Let's say we have two models: a null model, $M_0$, and an alternative model $M_1$. The only difference between them is that, in $M_0$ one parameter is fixed at $0$ and in $M_1$, that parameter is fixed at the value that maximizes the likelihood of model $M_1$. This is a typical setup for a likelihood ratio test.
My intuition is that the better $M_0$ describes the data-generating process, and thus the less the residual variation in the fitted model, the better. By "better", I mean for a given sample size, effect size, and false positive rate, I will have more power to reject the null.
That's a bit hand-wavey.
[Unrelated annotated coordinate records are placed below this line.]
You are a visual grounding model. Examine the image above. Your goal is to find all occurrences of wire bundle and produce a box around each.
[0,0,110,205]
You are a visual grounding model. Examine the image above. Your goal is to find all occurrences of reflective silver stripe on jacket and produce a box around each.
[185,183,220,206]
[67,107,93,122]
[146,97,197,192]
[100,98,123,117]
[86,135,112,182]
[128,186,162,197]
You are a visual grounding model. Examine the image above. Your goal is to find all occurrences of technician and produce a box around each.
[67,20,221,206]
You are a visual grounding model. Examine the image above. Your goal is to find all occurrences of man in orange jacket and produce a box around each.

I'll make a simulation with a linear regression model.
set.seed(27599)
lm_lrs_no_covar <- function(y, x) {
2*(logLik(lm(formula = y ~ x)) - logLik(lm(formula = y ~ 1)))
}
lm_lrs_yes_covar <- function(y, x, z) {
2*(logLik(lm(formula = y ~ x + z)) - logLik(lm(formula = y ~ z)))
}
n <- 1e2
num_sims <- 1e4
no_covar <- yes_covar <- rep(NA, num_sims)
for (sim_idx in 1:num_sims) {
x <- runif(n = n)
z <- runif(n = n)
y <- rnorm(n = n, mean = 0.2*x + z, sd = 0.2)
yes_covar[sim_idx] <- lm_lrs_yes_covar(y = y, x = x, z = z)
no_covar[sim_idx] <- lm_lrs_no_covar(y = y, x = x)
}
plot(x = sort(no_covar),
y = sort(yes_covar),
type = 'l')
abline(a = 0, b = 1)
This plot shows that the LR statistic from the model with the covariate is pointwise greater than the LR statistic from the model without the covariate.
But, why, from a likelihood perspective is this so?